Embora esteja acordada ainda, o alarme ainda
não tocou. Podia levantar-se, mas embora esteja de olhos abertos, não sente o
cérebro a funcionar. Quase não pensa, quase não vive, quase que ainda dorme.
O contrato estava assinado.
Desde as
dezasseis horas do dia anterior que tinha dado aval para a destruição da obra
de beneficência que ditara toda a sua infância.
Na altura sentira-se tão vitoriosa. Tão dona
de si, do mundo, da vingança servida fria e descongelada, pois teve que a
envolver em gelo para a proteger do esquecimento, dos remorsos, dos
amolecimentos do coração ao longo dos anos.

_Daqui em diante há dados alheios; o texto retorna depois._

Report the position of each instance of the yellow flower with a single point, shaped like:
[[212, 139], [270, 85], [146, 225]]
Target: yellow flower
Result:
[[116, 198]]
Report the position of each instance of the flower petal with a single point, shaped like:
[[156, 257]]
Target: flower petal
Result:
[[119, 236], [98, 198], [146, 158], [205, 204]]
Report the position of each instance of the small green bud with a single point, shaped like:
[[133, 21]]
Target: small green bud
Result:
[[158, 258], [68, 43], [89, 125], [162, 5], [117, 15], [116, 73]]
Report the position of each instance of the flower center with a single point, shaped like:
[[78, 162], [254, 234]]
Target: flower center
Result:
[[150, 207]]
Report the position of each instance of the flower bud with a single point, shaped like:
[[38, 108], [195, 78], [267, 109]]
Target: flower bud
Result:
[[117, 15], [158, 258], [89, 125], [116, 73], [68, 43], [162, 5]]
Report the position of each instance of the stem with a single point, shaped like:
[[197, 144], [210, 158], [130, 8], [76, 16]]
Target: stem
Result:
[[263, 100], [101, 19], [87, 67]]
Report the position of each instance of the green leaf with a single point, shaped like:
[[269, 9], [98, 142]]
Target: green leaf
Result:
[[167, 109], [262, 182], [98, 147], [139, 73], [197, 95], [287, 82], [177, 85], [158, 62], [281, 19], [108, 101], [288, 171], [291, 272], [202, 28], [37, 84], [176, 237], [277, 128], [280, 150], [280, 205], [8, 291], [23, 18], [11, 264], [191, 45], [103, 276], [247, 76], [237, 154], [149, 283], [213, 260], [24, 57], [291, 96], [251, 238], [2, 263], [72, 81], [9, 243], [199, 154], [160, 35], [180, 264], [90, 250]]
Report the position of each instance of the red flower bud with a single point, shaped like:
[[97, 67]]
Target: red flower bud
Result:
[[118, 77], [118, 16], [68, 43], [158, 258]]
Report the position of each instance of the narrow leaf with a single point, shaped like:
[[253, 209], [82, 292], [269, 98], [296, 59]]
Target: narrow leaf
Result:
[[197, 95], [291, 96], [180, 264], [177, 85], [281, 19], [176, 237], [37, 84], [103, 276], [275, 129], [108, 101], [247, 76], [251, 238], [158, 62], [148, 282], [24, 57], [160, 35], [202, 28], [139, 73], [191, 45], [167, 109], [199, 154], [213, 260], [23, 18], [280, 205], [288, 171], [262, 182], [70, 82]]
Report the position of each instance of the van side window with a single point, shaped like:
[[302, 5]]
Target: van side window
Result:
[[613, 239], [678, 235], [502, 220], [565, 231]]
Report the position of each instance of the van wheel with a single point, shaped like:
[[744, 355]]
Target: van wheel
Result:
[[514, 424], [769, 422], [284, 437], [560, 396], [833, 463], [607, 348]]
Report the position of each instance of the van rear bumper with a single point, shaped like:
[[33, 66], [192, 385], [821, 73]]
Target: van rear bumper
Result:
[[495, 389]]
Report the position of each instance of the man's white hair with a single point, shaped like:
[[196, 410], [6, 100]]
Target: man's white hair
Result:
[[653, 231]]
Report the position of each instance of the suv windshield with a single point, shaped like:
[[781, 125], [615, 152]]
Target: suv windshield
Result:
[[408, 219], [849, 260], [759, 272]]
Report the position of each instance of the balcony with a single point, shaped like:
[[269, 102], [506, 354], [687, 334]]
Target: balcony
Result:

Depois de terminar a assinatura, sentia-se
tão satisfeita que por momentos se esqueceu de que já não tinha ninguém a quem servir
os
efeitos da sua vingança.
Esperava, ainda assim, que o seu pai tivesse
dado pelo menos uma volta no túmulo quando ela concordou em vender o terreno da
velha e imunda Fundação para que um magnata qualquer construísse mais um centro
comercial.
Ansiava que, no próximo Domingo, no Hospital
de Saúde Mental, a mãe lhe perguntasse se tinha ido levar os bolinhos aos “seus
meninos” só para ter o deleite de lhe responder que tinha vendido tudo e que já
não sabia onde encontrá-los, vendo-a, em seguida, desfigurar-se em genuíno
terror.
Tinha-se deliciado com o ilusório e
momentâneo prazer de ter devolvido todas as lágrimas que tinha chorado.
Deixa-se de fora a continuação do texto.